TBMM'nin Açılışının 96. Yıl Dönümü - Son Dakika
Politika

TBMM'nin Açılışının 96. Yıl Dönümü

HDP Grup Başkanvekili Çağlar Demirel, "(Dokunulmazlık) Önerilen teklifin, toplumsal yaşamımızı etkileme biçimlerini bugünlerde Cizre, Silopi, Sur, Nusaybin, Yüksekova, Şırnak, Silvan, İdil'deki çocukların yaşamlarında görmek mümkündür" dedi.

23.04.2016 16:03
Twitter'da Paylaş Facebook'da Paylaş WhatsApp'da Paylaş

HDP Grup Başkanvekili Çağlar Demirel, "(Dokunulmazlık) Önerilen teklifin, toplumsal yaşamımızı etkileme biçimlerini bugünlerde Cizre, Silopi, Sur, Nusaybin, Yüksekova, Şırnak, Silvan, İdil'deki çocukların yaşamlarında görmek mümkündür" dedi.

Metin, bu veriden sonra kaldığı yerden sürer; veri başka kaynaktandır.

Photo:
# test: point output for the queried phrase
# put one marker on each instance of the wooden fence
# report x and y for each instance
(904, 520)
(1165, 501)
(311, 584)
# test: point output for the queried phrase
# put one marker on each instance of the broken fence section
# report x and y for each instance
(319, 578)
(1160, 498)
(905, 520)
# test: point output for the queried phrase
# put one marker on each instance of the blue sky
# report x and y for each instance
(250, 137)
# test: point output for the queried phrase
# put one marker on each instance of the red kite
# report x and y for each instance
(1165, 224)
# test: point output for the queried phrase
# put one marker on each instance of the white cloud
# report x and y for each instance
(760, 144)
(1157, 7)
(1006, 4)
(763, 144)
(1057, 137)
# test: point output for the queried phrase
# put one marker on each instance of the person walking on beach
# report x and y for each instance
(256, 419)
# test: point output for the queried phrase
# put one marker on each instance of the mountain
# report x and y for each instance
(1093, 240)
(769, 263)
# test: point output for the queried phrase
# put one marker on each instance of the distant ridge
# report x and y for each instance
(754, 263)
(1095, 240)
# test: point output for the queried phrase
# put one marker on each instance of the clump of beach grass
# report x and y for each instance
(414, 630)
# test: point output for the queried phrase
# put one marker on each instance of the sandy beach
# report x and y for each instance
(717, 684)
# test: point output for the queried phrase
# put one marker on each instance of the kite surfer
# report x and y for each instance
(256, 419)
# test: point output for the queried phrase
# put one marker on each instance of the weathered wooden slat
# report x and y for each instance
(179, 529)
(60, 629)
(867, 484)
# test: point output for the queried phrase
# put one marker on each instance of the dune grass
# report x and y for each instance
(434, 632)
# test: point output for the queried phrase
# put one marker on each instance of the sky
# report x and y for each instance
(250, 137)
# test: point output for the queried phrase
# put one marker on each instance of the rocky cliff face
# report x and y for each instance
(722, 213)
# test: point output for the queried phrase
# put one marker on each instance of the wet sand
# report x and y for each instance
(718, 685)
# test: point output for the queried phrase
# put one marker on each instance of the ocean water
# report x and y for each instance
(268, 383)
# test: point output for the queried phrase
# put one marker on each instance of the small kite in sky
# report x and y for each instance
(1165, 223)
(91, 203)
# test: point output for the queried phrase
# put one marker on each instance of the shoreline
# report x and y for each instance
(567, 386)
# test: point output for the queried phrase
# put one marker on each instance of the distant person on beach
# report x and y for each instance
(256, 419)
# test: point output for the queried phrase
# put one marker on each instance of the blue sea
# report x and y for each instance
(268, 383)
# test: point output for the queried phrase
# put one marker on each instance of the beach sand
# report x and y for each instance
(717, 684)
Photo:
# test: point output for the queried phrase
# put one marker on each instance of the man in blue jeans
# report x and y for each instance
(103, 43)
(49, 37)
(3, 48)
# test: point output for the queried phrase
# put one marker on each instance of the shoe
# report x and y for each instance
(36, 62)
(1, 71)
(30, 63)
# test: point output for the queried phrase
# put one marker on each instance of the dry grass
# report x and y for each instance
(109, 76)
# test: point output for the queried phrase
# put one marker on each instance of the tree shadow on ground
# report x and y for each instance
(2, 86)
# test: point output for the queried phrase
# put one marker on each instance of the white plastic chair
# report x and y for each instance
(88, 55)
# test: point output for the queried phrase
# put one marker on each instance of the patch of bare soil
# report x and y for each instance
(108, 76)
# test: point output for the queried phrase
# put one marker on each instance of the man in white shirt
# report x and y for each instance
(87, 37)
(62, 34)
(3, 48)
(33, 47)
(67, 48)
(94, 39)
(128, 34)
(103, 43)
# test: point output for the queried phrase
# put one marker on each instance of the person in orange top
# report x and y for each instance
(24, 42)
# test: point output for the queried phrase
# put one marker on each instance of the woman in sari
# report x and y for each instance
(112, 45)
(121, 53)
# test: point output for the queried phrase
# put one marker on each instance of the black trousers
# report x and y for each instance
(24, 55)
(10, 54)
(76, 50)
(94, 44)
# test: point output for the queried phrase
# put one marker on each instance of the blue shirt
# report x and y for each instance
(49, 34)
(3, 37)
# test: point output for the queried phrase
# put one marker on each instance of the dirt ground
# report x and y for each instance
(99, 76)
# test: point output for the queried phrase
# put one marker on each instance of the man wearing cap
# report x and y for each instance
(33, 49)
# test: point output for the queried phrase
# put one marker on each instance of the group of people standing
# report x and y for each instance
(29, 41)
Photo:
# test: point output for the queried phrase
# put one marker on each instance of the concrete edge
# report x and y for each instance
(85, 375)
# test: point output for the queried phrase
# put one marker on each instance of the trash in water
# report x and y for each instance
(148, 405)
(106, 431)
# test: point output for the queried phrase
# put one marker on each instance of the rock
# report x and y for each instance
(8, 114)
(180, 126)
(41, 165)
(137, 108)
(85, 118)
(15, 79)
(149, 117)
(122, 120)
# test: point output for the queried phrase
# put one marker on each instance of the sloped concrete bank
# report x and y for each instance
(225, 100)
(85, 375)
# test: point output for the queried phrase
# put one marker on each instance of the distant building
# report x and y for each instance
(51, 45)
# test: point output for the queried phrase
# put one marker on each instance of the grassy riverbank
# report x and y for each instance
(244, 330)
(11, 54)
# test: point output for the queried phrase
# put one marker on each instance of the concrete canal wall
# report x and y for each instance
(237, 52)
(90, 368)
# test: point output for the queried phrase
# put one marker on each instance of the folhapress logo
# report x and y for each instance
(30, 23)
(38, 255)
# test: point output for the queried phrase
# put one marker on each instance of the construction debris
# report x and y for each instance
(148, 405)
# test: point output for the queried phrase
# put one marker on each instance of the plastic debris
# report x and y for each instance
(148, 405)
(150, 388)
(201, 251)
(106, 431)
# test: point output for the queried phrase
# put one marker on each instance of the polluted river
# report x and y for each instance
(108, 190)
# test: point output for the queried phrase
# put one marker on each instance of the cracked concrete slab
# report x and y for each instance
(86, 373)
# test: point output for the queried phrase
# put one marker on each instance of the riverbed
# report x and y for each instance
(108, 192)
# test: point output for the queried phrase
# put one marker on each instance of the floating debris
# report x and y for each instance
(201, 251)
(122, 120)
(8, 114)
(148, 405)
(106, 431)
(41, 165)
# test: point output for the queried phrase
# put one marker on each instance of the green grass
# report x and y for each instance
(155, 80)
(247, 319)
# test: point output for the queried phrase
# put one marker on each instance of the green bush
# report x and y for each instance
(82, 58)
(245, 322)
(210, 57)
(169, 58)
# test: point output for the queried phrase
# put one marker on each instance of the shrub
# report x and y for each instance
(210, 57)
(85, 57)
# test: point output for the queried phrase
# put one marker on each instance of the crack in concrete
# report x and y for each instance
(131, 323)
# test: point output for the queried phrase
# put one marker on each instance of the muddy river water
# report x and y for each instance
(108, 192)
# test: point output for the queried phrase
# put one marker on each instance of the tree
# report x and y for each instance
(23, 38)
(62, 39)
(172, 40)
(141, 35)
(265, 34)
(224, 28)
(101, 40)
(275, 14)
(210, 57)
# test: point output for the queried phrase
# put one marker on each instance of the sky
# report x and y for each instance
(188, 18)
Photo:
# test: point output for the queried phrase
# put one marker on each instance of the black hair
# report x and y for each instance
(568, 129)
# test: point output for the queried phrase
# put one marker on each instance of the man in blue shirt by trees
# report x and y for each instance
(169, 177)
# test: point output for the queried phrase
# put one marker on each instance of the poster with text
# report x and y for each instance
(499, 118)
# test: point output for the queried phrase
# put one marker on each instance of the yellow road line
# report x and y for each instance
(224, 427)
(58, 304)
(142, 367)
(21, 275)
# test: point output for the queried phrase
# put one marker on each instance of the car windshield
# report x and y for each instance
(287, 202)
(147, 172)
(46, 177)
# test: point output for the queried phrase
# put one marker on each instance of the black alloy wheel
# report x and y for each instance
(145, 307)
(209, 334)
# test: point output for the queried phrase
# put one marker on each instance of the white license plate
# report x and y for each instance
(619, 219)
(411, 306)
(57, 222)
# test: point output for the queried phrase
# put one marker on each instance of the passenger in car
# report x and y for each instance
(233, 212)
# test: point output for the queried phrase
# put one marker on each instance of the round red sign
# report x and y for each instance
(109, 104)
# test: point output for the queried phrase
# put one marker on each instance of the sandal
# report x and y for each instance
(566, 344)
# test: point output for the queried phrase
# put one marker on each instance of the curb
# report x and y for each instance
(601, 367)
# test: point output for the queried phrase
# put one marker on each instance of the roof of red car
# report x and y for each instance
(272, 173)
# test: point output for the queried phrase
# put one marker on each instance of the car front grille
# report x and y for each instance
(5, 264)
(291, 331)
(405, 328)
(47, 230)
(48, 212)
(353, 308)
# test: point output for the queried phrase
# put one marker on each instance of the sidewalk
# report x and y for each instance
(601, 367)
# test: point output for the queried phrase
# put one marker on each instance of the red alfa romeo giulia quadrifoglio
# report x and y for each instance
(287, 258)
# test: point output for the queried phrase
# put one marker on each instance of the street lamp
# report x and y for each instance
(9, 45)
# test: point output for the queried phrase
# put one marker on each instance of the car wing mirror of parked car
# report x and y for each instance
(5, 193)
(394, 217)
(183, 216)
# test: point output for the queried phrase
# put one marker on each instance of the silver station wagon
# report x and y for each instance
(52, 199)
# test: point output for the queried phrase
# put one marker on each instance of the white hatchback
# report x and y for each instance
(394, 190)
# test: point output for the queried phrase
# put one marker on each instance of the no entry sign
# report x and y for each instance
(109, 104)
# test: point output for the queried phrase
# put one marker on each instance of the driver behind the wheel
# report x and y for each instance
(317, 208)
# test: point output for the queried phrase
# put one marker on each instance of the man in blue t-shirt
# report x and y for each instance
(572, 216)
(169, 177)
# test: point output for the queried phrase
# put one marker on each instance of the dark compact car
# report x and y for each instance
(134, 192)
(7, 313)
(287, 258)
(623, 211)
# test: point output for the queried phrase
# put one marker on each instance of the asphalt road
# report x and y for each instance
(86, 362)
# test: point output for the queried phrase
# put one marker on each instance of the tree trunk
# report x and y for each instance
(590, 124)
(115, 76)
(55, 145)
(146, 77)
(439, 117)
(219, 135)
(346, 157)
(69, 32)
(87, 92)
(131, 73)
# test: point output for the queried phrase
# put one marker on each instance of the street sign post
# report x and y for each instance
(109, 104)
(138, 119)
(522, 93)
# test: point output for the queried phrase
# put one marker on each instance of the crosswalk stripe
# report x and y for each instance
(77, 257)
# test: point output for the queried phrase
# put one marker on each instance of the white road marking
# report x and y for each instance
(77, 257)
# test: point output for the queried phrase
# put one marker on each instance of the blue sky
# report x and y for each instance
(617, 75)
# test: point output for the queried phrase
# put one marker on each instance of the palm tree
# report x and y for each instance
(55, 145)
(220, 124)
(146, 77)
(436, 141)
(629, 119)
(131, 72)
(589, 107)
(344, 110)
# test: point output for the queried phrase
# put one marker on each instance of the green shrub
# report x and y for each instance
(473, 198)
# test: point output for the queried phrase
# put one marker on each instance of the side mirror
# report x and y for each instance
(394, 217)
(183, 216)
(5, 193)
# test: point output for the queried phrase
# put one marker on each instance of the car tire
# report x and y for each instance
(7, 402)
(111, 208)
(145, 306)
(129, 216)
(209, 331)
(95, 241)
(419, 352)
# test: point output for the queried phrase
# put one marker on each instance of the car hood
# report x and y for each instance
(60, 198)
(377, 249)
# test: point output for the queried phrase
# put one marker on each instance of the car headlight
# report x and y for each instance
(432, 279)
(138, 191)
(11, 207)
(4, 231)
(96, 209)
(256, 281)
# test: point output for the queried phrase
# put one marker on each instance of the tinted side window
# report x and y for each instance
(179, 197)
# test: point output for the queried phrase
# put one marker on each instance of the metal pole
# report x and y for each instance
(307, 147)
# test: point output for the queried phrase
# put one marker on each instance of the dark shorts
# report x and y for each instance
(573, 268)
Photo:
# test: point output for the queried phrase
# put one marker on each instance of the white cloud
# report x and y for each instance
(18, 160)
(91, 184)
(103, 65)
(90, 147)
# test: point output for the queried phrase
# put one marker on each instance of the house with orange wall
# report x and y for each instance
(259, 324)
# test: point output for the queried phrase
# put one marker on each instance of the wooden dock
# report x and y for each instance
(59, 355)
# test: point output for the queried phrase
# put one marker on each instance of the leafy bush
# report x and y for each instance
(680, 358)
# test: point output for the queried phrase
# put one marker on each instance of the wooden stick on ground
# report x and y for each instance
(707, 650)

Demirel, Meclis'in açılışının 96. yıl dönümü dolayısıyla TBMM Genel Kurulunda düzenlenen özel oturumda yaptığı konuşmada, halkın ve bütün çocukların 23 Nisan Ulusal Egemenlik ve Çocuk Bayramı'nı kutladı. 23 Nisan 1920'de çoğulcu bir anlayışla kurulan Türkiye Büyük Millet Meclisinin de 96. yıl dönümünü geride bıraktıklarını anlatan Demirel, "Her şeyden evvel bugün çocuklara armağan edilen böyle bir günü sevinçle ve umutla karşılayamamanın burukluğu içerisindeyiz." diye konuştu.

Demirel şöyle devam etti:

"Bu Meclis, 96 yıl önce bu topraklarda yaşayan halklara, eşit yurttaşlık temelinde ortak bir yaşamı kurma umudunun mecrası olarak kurulmuştu. Farklılıkları zenginlik olarak gören ve temsilde adalet prensibini esas alan kurucu meclisin ruhu, çoğulcu ve ademi merkeziyetçi yönetim anlayışını esas alan 1921 Anayasası'na yansıtmıştır. Kısa bir zaman sonra 1924 yılında hazırlanan yeni anayasa ile çoğulcu ve eşitlikçi anlayışın yerini, otoriter, tekçi ve merkeziyetçi bir yaklaşım aldı."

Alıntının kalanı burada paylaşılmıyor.